I expected yelling, but Paul was cordial and inviting.

He started by thanking me for the thorough assessment, then pointed out I didn’t ask an important question. After a few awkward seconds of silence, he asked me what I didn’t ask him. Somehow I realized I had never learned about the program, and I blurted out something to that effect.

Paul smiled and confirmed that, as an investment bank, they deal with risk all the time, but also consider the expected reward. He explained they expected this program to produce at least $10 million dollars in profit in the first year, possibly more. Based on the expected reward, the potential loss of up to $1 million dollars was acceptable.

Suddenly, it seemed obvious, and I felt a little dumb.

My team went into it knowing the problem that we were going to solve. We were looking at the security risk of establishing a new connection outside of the bank. We didn’t ask what problem the bank wanted to solve, and therefore we only solved our narrow band of the problem.

We never explored the context or asked about the expected outcome. We just kept focused on the risk.

I took a few key lessons away from this experience, including the need to capture a more complete, more accurate, and more clear understanding of the situation to connect security with the business — in their terms.

The second lesson came when Paul made me an offer. He started by reviewing the determination of $1 million in risk and asked me for a gut check on the real exposure. While we didn’t pad our calculations, we definitely showed the worst-case scenario, lest we get blamed down the road. In my gut, though, I figured they were probably looking at $250k in exposure in the next year.

Paul said, “Great. How about I do this? I’ll give you and your team another 90 days and $250,000 to work with my team and see what you can do to do better. Just don’t get in the way or delay this project at all.”
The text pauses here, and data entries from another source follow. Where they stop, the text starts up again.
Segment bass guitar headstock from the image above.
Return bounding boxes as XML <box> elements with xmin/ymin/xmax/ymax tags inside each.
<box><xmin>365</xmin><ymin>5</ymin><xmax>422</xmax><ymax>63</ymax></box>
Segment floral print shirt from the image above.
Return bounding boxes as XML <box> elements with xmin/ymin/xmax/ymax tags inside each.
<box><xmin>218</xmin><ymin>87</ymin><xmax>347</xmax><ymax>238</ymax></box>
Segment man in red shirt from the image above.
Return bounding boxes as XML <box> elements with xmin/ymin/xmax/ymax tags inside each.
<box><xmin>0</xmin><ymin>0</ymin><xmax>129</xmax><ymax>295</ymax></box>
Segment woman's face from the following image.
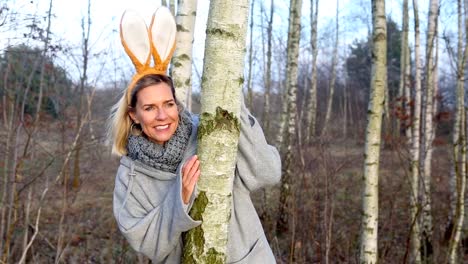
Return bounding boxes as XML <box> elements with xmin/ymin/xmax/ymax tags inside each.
<box><xmin>129</xmin><ymin>82</ymin><xmax>179</xmax><ymax>145</ymax></box>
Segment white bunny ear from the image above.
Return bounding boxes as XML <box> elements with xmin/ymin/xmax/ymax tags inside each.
<box><xmin>149</xmin><ymin>6</ymin><xmax>177</xmax><ymax>67</ymax></box>
<box><xmin>120</xmin><ymin>10</ymin><xmax>151</xmax><ymax>72</ymax></box>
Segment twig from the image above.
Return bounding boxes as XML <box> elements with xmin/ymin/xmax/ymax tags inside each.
<box><xmin>18</xmin><ymin>187</ymin><xmax>48</xmax><ymax>264</ymax></box>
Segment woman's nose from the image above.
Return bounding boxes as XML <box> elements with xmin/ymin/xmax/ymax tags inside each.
<box><xmin>155</xmin><ymin>108</ymin><xmax>167</xmax><ymax>120</ymax></box>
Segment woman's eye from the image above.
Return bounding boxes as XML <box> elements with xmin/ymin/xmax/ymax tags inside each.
<box><xmin>166</xmin><ymin>102</ymin><xmax>175</xmax><ymax>108</ymax></box>
<box><xmin>145</xmin><ymin>106</ymin><xmax>154</xmax><ymax>111</ymax></box>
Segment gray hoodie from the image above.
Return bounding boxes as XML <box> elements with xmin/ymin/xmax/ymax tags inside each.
<box><xmin>113</xmin><ymin>104</ymin><xmax>281</xmax><ymax>263</ymax></box>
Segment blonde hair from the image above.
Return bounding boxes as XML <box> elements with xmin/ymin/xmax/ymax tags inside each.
<box><xmin>107</xmin><ymin>74</ymin><xmax>177</xmax><ymax>156</ymax></box>
<box><xmin>108</xmin><ymin>93</ymin><xmax>132</xmax><ymax>156</ymax></box>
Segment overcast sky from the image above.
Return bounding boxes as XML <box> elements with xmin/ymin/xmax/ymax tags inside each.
<box><xmin>1</xmin><ymin>0</ymin><xmax>438</xmax><ymax>89</ymax></box>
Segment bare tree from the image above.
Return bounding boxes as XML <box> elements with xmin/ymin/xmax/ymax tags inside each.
<box><xmin>397</xmin><ymin>0</ymin><xmax>410</xmax><ymax>138</ymax></box>
<box><xmin>182</xmin><ymin>0</ymin><xmax>249</xmax><ymax>262</ymax></box>
<box><xmin>172</xmin><ymin>0</ymin><xmax>198</xmax><ymax>109</ymax></box>
<box><xmin>359</xmin><ymin>0</ymin><xmax>386</xmax><ymax>262</ymax></box>
<box><xmin>72</xmin><ymin>0</ymin><xmax>91</xmax><ymax>188</ymax></box>
<box><xmin>2</xmin><ymin>1</ymin><xmax>54</xmax><ymax>261</ymax></box>
<box><xmin>320</xmin><ymin>0</ymin><xmax>339</xmax><ymax>137</ymax></box>
<box><xmin>262</xmin><ymin>0</ymin><xmax>274</xmax><ymax>140</ymax></box>
<box><xmin>420</xmin><ymin>0</ymin><xmax>439</xmax><ymax>260</ymax></box>
<box><xmin>447</xmin><ymin>0</ymin><xmax>468</xmax><ymax>262</ymax></box>
<box><xmin>306</xmin><ymin>0</ymin><xmax>319</xmax><ymax>142</ymax></box>
<box><xmin>409</xmin><ymin>0</ymin><xmax>422</xmax><ymax>262</ymax></box>
<box><xmin>276</xmin><ymin>0</ymin><xmax>303</xmax><ymax>235</ymax></box>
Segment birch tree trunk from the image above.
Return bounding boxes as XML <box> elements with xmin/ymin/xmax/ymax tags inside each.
<box><xmin>410</xmin><ymin>0</ymin><xmax>422</xmax><ymax>262</ymax></box>
<box><xmin>276</xmin><ymin>0</ymin><xmax>303</xmax><ymax>235</ymax></box>
<box><xmin>262</xmin><ymin>0</ymin><xmax>274</xmax><ymax>139</ymax></box>
<box><xmin>0</xmin><ymin>62</ymin><xmax>14</xmax><ymax>261</ymax></box>
<box><xmin>403</xmin><ymin>45</ymin><xmax>411</xmax><ymax>141</ymax></box>
<box><xmin>172</xmin><ymin>0</ymin><xmax>198</xmax><ymax>109</ymax></box>
<box><xmin>359</xmin><ymin>0</ymin><xmax>386</xmax><ymax>262</ymax></box>
<box><xmin>0</xmin><ymin>61</ymin><xmax>10</xmax><ymax>256</ymax></box>
<box><xmin>246</xmin><ymin>0</ymin><xmax>255</xmax><ymax>110</ymax></box>
<box><xmin>306</xmin><ymin>0</ymin><xmax>319</xmax><ymax>142</ymax></box>
<box><xmin>169</xmin><ymin>0</ymin><xmax>175</xmax><ymax>15</ymax></box>
<box><xmin>448</xmin><ymin>0</ymin><xmax>468</xmax><ymax>262</ymax></box>
<box><xmin>420</xmin><ymin>1</ymin><xmax>438</xmax><ymax>259</ymax></box>
<box><xmin>320</xmin><ymin>0</ymin><xmax>339</xmax><ymax>137</ymax></box>
<box><xmin>182</xmin><ymin>0</ymin><xmax>249</xmax><ymax>262</ymax></box>
<box><xmin>397</xmin><ymin>0</ymin><xmax>409</xmax><ymax>138</ymax></box>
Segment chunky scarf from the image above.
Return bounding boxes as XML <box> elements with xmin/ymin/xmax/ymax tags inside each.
<box><xmin>126</xmin><ymin>110</ymin><xmax>192</xmax><ymax>173</ymax></box>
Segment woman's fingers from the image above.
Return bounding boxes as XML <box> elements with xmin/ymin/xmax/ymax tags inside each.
<box><xmin>182</xmin><ymin>155</ymin><xmax>197</xmax><ymax>176</ymax></box>
<box><xmin>182</xmin><ymin>155</ymin><xmax>200</xmax><ymax>204</ymax></box>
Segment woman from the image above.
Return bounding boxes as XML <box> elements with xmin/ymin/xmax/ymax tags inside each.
<box><xmin>109</xmin><ymin>74</ymin><xmax>281</xmax><ymax>263</ymax></box>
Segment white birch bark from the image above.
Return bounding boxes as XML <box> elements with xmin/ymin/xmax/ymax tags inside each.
<box><xmin>246</xmin><ymin>0</ymin><xmax>255</xmax><ymax>110</ymax></box>
<box><xmin>320</xmin><ymin>0</ymin><xmax>339</xmax><ymax>137</ymax></box>
<box><xmin>359</xmin><ymin>0</ymin><xmax>386</xmax><ymax>262</ymax></box>
<box><xmin>420</xmin><ymin>1</ymin><xmax>438</xmax><ymax>258</ymax></box>
<box><xmin>182</xmin><ymin>0</ymin><xmax>249</xmax><ymax>262</ymax></box>
<box><xmin>306</xmin><ymin>0</ymin><xmax>319</xmax><ymax>142</ymax></box>
<box><xmin>398</xmin><ymin>0</ymin><xmax>410</xmax><ymax>138</ymax></box>
<box><xmin>404</xmin><ymin>45</ymin><xmax>411</xmax><ymax>140</ymax></box>
<box><xmin>276</xmin><ymin>0</ymin><xmax>303</xmax><ymax>234</ymax></box>
<box><xmin>410</xmin><ymin>1</ymin><xmax>422</xmax><ymax>262</ymax></box>
<box><xmin>448</xmin><ymin>0</ymin><xmax>468</xmax><ymax>262</ymax></box>
<box><xmin>172</xmin><ymin>0</ymin><xmax>198</xmax><ymax>109</ymax></box>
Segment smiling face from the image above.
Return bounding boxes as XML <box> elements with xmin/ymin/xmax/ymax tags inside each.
<box><xmin>128</xmin><ymin>82</ymin><xmax>179</xmax><ymax>145</ymax></box>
A few minutes earlier, I expected to get fired. Now I walked out with a new agreement and direction to reduce the risk further (and we did).

Here’s the lesson: we sometimes mistake the actions of others as a sign they don’t care about security. I know I did in that meeting. I learned that Paul — and others — cared about the security of the program. They just saw more of the picture than I did.

I was lucky to learn this early in my career.

To connect security with the business, we need to ask more and better questions and engage in the dialogue. Once we understand the context of the problem and ideal outcome, it positions us to deliver the value they need and earn the recognition we deserve.